Located in the mountainous interior of Spain, the so-called “Serranía Celtibérica” is the second most depopulated area of Europe, after Nordic Lapland. The demographic indicators of the area are scary: with an extension of 65,835 km2 (double othe total territory of Belgium), the populationdensity is just 7.34 inhabitants/km2. This condition of extreme depopulation has set off alarms in Spain, where the area has become widely known as Lapland of the South.

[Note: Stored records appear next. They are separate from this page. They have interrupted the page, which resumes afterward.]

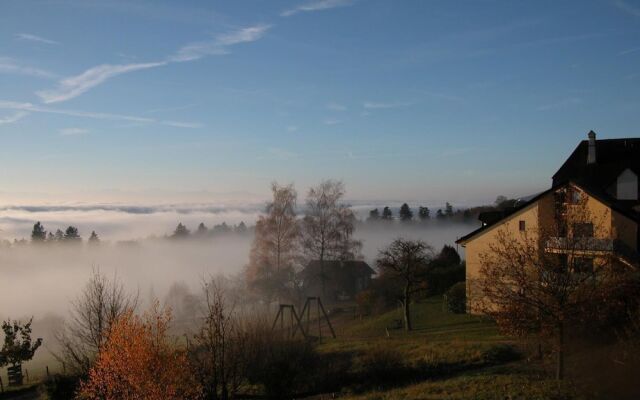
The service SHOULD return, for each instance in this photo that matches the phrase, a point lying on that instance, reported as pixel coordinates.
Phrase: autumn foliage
(140, 361)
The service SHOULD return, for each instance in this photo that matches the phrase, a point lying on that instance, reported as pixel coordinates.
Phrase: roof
(623, 207)
(613, 156)
(356, 266)
(506, 214)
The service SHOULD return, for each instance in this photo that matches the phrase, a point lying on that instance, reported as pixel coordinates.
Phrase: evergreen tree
(448, 210)
(18, 346)
(202, 230)
(424, 213)
(241, 228)
(405, 213)
(387, 214)
(38, 235)
(94, 239)
(72, 235)
(180, 232)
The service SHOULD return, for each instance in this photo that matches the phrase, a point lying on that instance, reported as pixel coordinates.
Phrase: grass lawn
(453, 356)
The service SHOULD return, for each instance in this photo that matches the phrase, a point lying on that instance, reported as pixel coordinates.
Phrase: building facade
(592, 212)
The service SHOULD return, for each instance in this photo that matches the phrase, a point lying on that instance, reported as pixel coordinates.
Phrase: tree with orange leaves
(139, 361)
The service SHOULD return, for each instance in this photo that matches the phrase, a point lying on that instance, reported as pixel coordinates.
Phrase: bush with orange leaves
(140, 361)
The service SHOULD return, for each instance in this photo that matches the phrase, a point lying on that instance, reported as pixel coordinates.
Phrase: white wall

Depopulation is consequence of migratory flows linked to the current economic model, where the abandonment of the primary sector leaves large areas orphan of an economic source. Since we cannot foresee an alternative economic engine for these areas, I hypothesize that depopulation is not reversible. And is a generic phenomenon in developed countries. So we can glimpse a future in which larger and larger areas on Earth will be totally or partially deprived of the presence of man. And life in these areas will not be as we know it today.
Based on these premises, and with Lapland of the South just as a geographical starting frame, "The Last Man on Earth" is an essay in which I raise open questions on what the future of these territories might be. To avoid the standard nostalgic approach about the rural world, I choose to reinterpret the landscape and its inhabitants, generating a different view on the nature of these places. A vision, with a point of separation over reality, that challenges our perception of the territory, making it a fantastic, unknown place.
How will these areas look in 30, 40 or 50 years? What remains when a population disappears?